The first was an article by friend of the firm, Christine Benz from Morningstar, who wrote an article about four worries that you can cross off your list right now. A couple of things-
Brendan M.: For retirees, right? That was the focus or just general investors?
Tom Mullooly: People in general. I don’t want to rehash the entire article, but there were a couple of things that jumped off the page at me that I thought we talk about these topics enough that I was nodding my head yes as I was reading this. And the first was talking about estate taxes. It doesn’t mean that you should skip out on estate planning.
Brendan M.: Yeah, very different things. Not being subject to estate taxes doesn’t mean that you shouldn’t have an estate plan.
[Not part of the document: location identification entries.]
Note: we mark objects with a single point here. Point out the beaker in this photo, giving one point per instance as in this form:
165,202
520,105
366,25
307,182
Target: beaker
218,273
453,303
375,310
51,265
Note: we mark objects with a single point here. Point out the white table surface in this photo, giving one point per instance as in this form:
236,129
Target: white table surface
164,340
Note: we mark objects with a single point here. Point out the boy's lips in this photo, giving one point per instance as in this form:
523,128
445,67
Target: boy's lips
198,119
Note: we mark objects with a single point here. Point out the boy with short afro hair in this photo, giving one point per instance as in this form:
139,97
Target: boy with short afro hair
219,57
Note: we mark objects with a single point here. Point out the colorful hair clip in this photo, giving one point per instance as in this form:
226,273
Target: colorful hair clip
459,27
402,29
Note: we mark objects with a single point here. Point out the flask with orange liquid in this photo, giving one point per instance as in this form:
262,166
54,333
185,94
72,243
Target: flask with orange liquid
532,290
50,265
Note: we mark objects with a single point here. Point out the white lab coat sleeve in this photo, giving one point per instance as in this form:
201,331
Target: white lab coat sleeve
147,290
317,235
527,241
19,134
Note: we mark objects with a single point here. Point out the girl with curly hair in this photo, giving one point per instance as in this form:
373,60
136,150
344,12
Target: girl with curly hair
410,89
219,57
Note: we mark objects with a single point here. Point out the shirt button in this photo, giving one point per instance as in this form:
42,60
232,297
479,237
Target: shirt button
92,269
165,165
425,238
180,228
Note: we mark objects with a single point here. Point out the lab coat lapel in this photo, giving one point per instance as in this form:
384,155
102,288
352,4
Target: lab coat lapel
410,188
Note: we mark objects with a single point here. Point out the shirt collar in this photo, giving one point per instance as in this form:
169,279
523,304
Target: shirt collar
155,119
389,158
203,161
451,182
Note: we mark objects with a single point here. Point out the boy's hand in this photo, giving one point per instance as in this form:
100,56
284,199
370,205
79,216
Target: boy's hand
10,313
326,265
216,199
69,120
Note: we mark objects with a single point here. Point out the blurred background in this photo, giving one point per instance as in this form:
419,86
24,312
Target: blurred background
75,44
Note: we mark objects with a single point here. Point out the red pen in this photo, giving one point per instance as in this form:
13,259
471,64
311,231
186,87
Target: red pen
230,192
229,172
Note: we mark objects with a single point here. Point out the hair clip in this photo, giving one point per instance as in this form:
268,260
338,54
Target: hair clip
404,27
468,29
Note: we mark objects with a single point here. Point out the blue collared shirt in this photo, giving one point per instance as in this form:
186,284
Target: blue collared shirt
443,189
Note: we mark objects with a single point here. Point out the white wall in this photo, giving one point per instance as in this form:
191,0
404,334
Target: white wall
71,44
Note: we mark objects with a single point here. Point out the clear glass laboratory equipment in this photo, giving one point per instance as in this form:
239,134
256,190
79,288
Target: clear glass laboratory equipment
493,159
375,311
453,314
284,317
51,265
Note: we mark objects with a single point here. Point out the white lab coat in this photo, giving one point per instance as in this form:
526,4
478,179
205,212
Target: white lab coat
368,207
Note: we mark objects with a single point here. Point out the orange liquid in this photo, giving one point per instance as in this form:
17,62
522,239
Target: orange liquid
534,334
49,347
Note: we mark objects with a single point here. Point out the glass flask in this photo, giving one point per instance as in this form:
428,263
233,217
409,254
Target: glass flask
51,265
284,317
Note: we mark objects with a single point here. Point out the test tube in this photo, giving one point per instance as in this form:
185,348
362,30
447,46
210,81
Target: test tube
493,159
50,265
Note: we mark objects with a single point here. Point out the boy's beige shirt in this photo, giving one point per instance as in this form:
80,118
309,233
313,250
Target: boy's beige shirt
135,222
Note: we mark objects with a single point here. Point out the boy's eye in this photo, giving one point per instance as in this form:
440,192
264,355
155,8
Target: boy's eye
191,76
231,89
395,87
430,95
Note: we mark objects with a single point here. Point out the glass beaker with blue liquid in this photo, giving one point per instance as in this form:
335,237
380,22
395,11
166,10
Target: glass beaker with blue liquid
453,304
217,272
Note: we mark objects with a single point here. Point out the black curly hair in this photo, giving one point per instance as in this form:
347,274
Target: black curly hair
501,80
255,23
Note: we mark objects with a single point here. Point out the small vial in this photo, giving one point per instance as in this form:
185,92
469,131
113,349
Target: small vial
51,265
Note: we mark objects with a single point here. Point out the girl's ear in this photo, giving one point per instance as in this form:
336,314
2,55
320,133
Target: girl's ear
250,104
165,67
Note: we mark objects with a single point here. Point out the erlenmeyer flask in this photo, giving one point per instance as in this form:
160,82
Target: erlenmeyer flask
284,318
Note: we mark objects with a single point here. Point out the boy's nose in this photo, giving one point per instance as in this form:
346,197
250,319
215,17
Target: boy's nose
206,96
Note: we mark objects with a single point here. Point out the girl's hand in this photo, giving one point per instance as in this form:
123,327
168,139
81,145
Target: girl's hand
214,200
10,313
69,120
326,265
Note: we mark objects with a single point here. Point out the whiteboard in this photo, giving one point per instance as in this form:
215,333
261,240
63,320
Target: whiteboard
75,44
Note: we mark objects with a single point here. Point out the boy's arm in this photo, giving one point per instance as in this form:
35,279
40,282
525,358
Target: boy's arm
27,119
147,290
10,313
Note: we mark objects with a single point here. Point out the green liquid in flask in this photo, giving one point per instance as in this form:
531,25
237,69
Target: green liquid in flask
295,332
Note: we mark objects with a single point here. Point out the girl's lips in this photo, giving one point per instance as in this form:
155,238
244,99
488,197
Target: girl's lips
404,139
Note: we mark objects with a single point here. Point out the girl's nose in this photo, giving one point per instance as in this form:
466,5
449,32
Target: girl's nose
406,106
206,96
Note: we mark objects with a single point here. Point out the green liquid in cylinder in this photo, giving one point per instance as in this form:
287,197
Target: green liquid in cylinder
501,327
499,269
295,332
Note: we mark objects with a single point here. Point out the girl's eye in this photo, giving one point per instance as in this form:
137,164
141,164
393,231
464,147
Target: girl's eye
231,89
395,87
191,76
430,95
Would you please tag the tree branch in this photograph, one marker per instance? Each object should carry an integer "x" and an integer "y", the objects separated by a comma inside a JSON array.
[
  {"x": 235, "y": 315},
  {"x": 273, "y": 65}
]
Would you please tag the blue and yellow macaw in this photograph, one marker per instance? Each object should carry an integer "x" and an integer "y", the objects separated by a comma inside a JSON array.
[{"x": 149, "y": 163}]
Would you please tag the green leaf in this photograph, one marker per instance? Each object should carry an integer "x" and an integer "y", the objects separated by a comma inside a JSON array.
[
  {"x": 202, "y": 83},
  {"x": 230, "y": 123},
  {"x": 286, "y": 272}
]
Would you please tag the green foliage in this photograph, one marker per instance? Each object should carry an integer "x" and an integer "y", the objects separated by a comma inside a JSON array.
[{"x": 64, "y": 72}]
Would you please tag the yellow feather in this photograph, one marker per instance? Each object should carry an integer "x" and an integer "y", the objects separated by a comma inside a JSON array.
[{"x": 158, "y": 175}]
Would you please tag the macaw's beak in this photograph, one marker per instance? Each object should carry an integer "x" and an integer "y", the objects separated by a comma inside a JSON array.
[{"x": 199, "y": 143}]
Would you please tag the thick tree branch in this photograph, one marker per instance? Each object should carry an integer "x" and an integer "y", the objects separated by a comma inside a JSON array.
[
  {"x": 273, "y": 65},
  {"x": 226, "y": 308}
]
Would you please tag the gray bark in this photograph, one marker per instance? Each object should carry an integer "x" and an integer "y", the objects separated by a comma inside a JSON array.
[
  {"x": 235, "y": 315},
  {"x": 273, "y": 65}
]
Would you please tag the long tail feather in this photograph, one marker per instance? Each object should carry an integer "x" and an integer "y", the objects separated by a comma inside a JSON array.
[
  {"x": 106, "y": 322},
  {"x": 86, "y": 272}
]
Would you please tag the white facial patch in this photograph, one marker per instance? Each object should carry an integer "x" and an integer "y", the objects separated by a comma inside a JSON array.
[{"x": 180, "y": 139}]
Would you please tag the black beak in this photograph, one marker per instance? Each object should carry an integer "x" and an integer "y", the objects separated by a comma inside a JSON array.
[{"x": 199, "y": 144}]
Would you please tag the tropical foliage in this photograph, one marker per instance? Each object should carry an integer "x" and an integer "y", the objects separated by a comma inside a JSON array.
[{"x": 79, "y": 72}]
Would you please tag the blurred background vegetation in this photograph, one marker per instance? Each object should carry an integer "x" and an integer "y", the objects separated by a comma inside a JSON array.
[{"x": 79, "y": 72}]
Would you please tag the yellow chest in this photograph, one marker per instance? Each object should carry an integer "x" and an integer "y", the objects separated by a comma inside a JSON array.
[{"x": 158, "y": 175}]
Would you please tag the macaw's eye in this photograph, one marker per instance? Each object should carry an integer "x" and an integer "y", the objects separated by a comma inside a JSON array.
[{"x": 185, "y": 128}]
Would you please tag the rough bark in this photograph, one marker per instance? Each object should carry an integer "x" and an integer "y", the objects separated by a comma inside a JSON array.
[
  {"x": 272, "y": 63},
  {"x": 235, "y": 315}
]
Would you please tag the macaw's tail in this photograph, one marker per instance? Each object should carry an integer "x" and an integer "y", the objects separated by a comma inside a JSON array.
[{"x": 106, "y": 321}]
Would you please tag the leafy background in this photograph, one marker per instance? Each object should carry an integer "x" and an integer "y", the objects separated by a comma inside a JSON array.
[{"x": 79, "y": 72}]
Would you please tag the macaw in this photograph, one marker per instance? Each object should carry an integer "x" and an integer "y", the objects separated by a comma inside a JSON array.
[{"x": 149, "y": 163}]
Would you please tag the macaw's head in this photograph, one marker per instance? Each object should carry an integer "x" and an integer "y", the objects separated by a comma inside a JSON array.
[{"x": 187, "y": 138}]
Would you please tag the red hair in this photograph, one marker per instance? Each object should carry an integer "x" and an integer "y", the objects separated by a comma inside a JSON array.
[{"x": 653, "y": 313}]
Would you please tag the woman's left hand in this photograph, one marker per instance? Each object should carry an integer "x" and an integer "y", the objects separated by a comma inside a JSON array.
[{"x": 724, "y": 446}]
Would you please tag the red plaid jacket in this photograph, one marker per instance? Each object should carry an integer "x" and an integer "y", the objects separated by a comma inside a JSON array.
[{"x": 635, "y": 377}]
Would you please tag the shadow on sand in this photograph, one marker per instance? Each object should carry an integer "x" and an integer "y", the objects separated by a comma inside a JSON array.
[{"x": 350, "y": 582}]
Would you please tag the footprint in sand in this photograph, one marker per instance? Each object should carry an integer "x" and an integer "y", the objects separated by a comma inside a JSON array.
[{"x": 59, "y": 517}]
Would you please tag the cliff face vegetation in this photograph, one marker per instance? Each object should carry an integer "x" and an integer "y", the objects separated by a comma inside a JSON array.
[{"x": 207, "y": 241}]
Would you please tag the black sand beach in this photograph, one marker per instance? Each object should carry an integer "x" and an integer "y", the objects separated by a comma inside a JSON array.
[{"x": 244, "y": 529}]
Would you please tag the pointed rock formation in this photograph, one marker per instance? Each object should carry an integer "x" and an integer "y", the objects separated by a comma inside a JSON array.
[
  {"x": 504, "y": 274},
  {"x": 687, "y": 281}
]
Tom Mullooly: We’ve seen lots of train wrecks pass through here and heard of enough horror stories to know that. I forget the exact number, but a large percentage of the American public is walking around without wills, which is insane, in my opinion.
Brendan M.: And I would imagine that some that do have wills have wills that are like printed off the internet or something. So I think that for the average person out there, if you’re married, have any kind of dependents, own property jointly with a spouse or anybody really, there’s a good reason for you to have at least a basic estate planning package. And from what I’ve gathered in conversations with attorneys locally here in the Monmouth county area, it’s probably going to run you somewhere in the realm of $1,500. And this is something that you can set up and obviously you want to review when you have big life events, like if you have this done before you have children …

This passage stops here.